Fourteen minutes before the markets opened, Trump cited his decision to restrict travel from certain parts of the world as a game-changer in the spread of the coronavirus.
With 13 minutes to go, he decried the “FAKE NEWS” — apparently about the coronavirus.
Once the sell-off began, he reached for a silver lining in all of this, saying consumers would actually benefit from lower gas prices.
He followed that up by arguing that the drop wasn’t really about the coronavirus crisis but rather a reaction to oil-price bickering between Saudi Arabia and Russia and “the Fake News.”
Finally, he pointed out that despite tens of thousands of people dying from the flu each year, “life & the economy go on” — a rather transparent attempt to soothe twitchy investors about the future of the U.S. economy.
Through it all, though, the sell-off continued.
As president, Trump has made the stock market his calling card and often relished his ability to affect it with a tweet or a public comment. But the coronavirus has shown the limits of his ability to calm public fears with his thumbs. And perhaps more than ever before, his sustained undermining of his own credibility has come back to haunt him.
Throughout the trade war with China, the markets have jumped or dropped significantly in reaction to Trump’s public pronouncements. In one two-week period, Forbes estimated that the Dow Jones industrial average shifted a total of 3,000 points thanks to signals about whether the situation was getting better or worse.
Early this year, following Iranian missile attacks on bases in Iraq that house U.S. troops, Trump calmed fears on Wall Street by tweeting that “all is well.”
Goldman Sachs published research in October showing that investors lowered their expectations about the Federal Reserve’s interest rates based upon Trump’s social media activity.
The difference between all of that and what we see today, though, is that those were things over which he had some control. He could unilaterally ramp up or scale back the trade war with China and de-escalate with Iran. His pressure on Fed Chair Jerome H. Powell could ostensibly affect the decisions that Powell made. And when it comes to individual companies, a president has some power to dictate how they are treated by his administration and Congress.
With coronavirus, though, it’s not about reading Trump’s intentions; it’s almost completely about whether what he is saying is true. Trump has said that the coronavirus is contained and that the threat isn’t all that serious. If investors truly believed that, we wouldn’t be seeing what we’re seeing right now. They don’t.
And that shouldn’t be terribly surprising. One constant throughout Trump’s presidency is that a strong majority of the American people simply have no faith in him being honest. When Trump ran for president, the cliche was that his voters took him “seriously but not literally” — implicit in which is that Trump can’t be taken at face value. Since then, polls suggest that even people who like him know he’s serially dishonest.
Quinnipiac University has long polled whether people think Trump was honest. In its most recent survey, a month ago, 58 percent of Americans said Trump isn’t honest and 37 percent said he is. At one point, the number of Republicans who said Trump wasn’t honest hit as high as 26 percent and the number of independents spiked to 69 percent.
I’d argue, though, that these numbers actually undersell Trump’s credibility problem — especially with his supporters. An Associated Press-NORC poll in October dug a little deeper on this question, asking people not just a binary “is he trustworthy or not” question but offering them several options.

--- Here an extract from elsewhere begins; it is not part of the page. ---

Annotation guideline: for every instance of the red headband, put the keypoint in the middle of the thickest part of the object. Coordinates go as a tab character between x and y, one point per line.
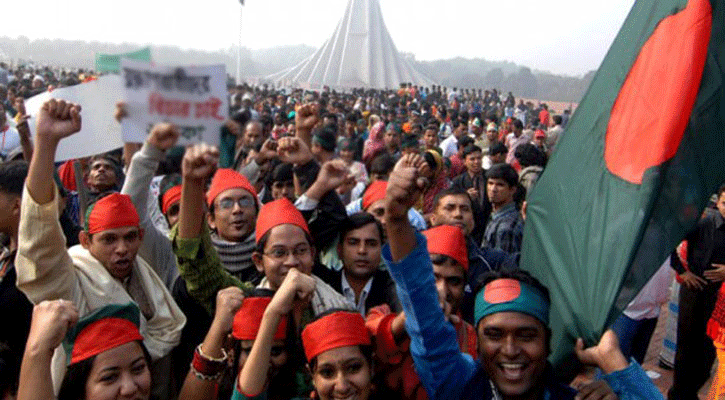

It asked whether the words “honest” describes Trump “extremely” well, “very” well, “moderately” well, “not very” well or “not at all.” In that case, just 53 percent of Republicans said that word described him at least “very” well. Nearly as many — 47 percent — chose only “moderately” well or below.
Overall, just 24 percent of Americans said the word “honest” described Trump at least “very” well.
The people who matter when it comes to the stock market, of course, are investors — not so much working-class Americans who make up a large chunk of these surveys. And the investors generally make decisions based on fundamentals. But it’s not difficult to see how some well-timed reassurances about the U.S. economy and the coronavirus effort by a president more mindful of his credibility would probably calm people’s fears. Instead, we have divergent messages from Trump and the health officials who surround him.
If anything, Trump’s persistent all-is-well stance at this particular moment in time, when compared with the signals we’re getting from those health officials, might be making things worse. Part of handling these situations is about having faith in the government, and if the chief executive sounds as if he’s not taking the crisis seriously enough and isn’t clued in about the true nature of the threat (as Trump has repeatedly indicated), that’s a recipe for making a bad situation worse.
More than anything, though, it’s a moment at which the administration probably wishes it wasn’t run by a president with more than 16,000 false and misleading claims to his name.